29 April 2019

32 km on 10 GHz

Still one-way, but it is quite outstanding: my bare HB100 signal could be received by a bare LNB at 32 km distance with a 13 dB S/N margin. I could increase the signal by adjusting the TX direction, but the RX side is fixed on a remote location (remote SDR receiver).

Also I think that the strong wind was waving some vegetation into the path because the signal would disappear with heavy QSB.

What is even more interesting is that the bare LNB is receiving a 3 cm beacon 300 km away! At least now we know a remote site where we could try a super-HB100-DX!

23 April 2019

Distorted readout on Tektronix 7603

I got to use my Tektronix 7603 analog oscilloscope over the weekend and started worrying.

I usually fire it for few minutes to check a signal and then off it goes for weeks. Not long ago, during longer operation, I heard a "clunk!" and with side-vision I saw the CRT display going blank and then back again.

Last weeks the "Trig'd" lamp on the timebase plug-in broke, but it triggers just fine.

Fast-forward to this weekend... when switching vertical plug-ings left-to-right I noticed the Tek was using a different font for readout:

Wait a moment! That's 1970's hardware, it cannot change font!

I am afraid I need to start troubleshooting from the PSU. This calls for a way to see PSU signals, that means I need another oscilloscope.

And dilemma: keep it or let it go? It will hardly sell as a single piece (to be re-capped, the least). I might sell individual plug-ins, 2x 7A18, 7A13, 7B80 (doesn't sweep), 7B53A. Or keep the beast since I can configure it to provide 4 channels at 100 MHz BW.

13 April 2019

8,85 km on 10 GHz

I've made it! Today 2019-04-13 at 11:20Z my bare HB-100 WFM TX was received with a bare LNB at 8.85 km (5.50 miles) over a pure line-of-sight path. Then I added the parabolic dish on the RX side and the signal became very, very strong. BTW, nobody was aiming the TX side, so the signal could have improved a bit.

The current world record is 204 km (HB-100+dish to LNB+dish) and I am longing for it. :)

10 April 2019

The Gunnplexer Cookbook (1981)

The Gunnplexer Cookbook was published in 1981 (and can be found online in PDF form, but I am not sure if it has been relased into the public domain). In 2019 we are playing with HB-100 and low noise SAT-TV LNB's rather than Gunn diodes, but I think that book contains good old wisdom that still applies nowadays. Temperature stabilization, a simple and mechanical way to estimate a frequency at 10 GHz (useful for HB-100 transmitters too) as well as other pearls to enrich one's knowledge of microwave bands.

Have a look at it if you are interested in GHz operations.

07 April 2019

Welcome to GPS Week #0

The second GPS Week Number Rollover (do a web search for more info) has just happened. Your GPS device might think it is in 1980, or in 1999. The first symptom would be the long time to acquire a GPS fix. Then a wrong date is shown.

How's yours?

06 April 2019

800 metres with HB-100

Since I have discovered that from home I see a parking space 600 m away, I have just completed two tests with HB-100 TX and TV monitor+LNB RX.

At the parking spot the signal was loud and clear with plenty of SNR, so I can go further with this setup.

Then I took a longer route home and I stopped 800 m away on the same direction, and the signal could be received through reflections, but very very weak.
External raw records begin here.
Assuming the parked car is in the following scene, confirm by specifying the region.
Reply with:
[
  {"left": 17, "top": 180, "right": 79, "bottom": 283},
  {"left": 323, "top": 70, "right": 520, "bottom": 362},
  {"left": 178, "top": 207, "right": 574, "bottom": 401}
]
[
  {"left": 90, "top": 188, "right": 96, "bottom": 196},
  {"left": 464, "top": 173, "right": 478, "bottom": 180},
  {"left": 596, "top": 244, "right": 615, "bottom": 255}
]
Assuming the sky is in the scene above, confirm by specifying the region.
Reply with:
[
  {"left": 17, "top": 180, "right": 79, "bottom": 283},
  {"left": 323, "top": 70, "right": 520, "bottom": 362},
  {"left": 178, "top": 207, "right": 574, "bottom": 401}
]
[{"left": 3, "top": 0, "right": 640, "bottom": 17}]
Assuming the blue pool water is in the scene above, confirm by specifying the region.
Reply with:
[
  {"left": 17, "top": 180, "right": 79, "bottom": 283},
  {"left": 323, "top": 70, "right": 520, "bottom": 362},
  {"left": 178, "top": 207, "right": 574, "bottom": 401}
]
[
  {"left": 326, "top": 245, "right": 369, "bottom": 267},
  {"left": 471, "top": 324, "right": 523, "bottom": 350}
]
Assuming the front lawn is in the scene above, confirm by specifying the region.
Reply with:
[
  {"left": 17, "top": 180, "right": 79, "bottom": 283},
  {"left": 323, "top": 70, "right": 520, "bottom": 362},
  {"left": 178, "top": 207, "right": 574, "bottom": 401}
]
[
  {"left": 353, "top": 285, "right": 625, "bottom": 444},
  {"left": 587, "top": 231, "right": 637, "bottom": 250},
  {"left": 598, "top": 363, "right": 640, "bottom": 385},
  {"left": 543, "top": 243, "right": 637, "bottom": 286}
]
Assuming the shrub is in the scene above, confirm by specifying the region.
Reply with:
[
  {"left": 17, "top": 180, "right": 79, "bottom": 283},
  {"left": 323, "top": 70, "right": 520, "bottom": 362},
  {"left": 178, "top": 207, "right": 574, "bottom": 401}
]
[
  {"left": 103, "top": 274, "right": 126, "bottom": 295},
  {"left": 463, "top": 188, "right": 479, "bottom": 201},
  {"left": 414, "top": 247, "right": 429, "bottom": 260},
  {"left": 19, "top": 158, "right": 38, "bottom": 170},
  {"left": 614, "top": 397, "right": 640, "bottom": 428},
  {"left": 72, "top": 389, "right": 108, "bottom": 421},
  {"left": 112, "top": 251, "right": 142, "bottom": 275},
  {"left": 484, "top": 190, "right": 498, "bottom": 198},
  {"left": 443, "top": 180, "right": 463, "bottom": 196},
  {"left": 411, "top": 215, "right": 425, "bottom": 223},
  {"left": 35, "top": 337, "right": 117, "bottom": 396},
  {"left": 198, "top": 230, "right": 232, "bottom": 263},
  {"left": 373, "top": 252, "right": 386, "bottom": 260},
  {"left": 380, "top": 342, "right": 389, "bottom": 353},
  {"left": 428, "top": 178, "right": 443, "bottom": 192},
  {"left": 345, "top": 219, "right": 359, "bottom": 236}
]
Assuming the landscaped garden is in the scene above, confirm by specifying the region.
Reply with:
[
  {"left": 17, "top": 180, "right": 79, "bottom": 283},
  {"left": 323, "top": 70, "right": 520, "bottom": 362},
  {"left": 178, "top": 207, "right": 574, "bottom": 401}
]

Well, the TV monitor instrument is not as sensitive as an RTL-SDR, but there was no clear path between "me" and me.

NB: no dish was used on either side!

While measuring the distance on Google Maps I noticed that if you zoom in on the drawn path the line is black on "clear" and grey when there is an obstacle: helpful!

03 April 2019

HB-100 RF polarization

The test at 200 meters distance with HB-100 TX and LNB RX helped me:
  • to confirm once again that the 10 GHz signal can travel long distance
  • identify which position corresponds to horizontal polarization
Two years ago I could communicate one-way HB-100 to HB-100. I did it again but this time I had an LNB on the receiving end: plenty of signal to try a longer distance. Unfortunately as long as I am alone doing these experiments, it is either 200 m or 8 km.
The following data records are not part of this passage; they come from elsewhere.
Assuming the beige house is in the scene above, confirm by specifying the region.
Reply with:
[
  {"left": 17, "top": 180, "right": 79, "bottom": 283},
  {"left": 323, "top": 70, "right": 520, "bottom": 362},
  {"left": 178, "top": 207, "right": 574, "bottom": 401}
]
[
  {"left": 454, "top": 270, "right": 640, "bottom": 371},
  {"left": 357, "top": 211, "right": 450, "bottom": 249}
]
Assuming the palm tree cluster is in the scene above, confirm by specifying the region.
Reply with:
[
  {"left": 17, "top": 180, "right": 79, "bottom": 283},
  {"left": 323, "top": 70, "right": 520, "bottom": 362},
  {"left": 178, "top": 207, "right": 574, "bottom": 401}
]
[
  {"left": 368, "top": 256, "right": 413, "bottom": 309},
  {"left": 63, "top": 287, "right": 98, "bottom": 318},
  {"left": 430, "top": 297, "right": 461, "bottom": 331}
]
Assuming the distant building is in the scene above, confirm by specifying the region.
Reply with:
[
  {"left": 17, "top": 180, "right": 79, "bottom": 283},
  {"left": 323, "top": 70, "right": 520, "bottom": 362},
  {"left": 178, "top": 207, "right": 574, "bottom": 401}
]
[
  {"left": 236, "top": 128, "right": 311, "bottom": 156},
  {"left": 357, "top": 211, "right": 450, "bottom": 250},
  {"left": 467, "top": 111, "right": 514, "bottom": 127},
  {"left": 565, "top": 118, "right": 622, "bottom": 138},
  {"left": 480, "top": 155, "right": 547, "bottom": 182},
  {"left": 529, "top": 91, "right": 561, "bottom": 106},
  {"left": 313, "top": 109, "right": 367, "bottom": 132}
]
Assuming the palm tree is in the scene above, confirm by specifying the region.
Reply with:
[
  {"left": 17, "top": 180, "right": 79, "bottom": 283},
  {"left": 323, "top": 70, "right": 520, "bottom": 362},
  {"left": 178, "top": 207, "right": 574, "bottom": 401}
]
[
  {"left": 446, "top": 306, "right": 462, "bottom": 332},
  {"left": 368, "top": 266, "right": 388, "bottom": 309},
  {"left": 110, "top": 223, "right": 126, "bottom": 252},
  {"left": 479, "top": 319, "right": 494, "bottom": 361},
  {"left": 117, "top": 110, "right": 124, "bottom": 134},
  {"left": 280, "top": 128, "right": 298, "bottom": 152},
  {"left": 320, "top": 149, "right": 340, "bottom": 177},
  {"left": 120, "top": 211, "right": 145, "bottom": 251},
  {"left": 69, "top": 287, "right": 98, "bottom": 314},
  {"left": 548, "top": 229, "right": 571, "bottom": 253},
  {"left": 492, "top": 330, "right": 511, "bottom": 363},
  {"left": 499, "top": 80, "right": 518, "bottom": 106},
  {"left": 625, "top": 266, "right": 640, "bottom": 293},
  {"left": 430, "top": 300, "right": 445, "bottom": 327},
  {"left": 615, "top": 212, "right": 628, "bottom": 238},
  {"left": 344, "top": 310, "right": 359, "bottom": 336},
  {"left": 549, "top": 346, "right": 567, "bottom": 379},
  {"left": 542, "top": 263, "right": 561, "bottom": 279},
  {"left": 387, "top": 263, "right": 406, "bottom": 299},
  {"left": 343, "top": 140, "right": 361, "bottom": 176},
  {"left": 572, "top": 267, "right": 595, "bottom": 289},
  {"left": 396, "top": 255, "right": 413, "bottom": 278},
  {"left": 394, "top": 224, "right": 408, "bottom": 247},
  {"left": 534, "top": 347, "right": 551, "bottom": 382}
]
Then, since the LNB has a known polarity, with no bounces off the room walls I determined (I am 90% confident) the polarization of the radiated 10 GHz signal. The rule is: polarization is given by the position of the line joining the two mounting holes. Incidentally it is rotated 90° with respect to the position of patch antennas.
So, when the longer side of HB-100 is horizontal, you should expect horizontal polarization.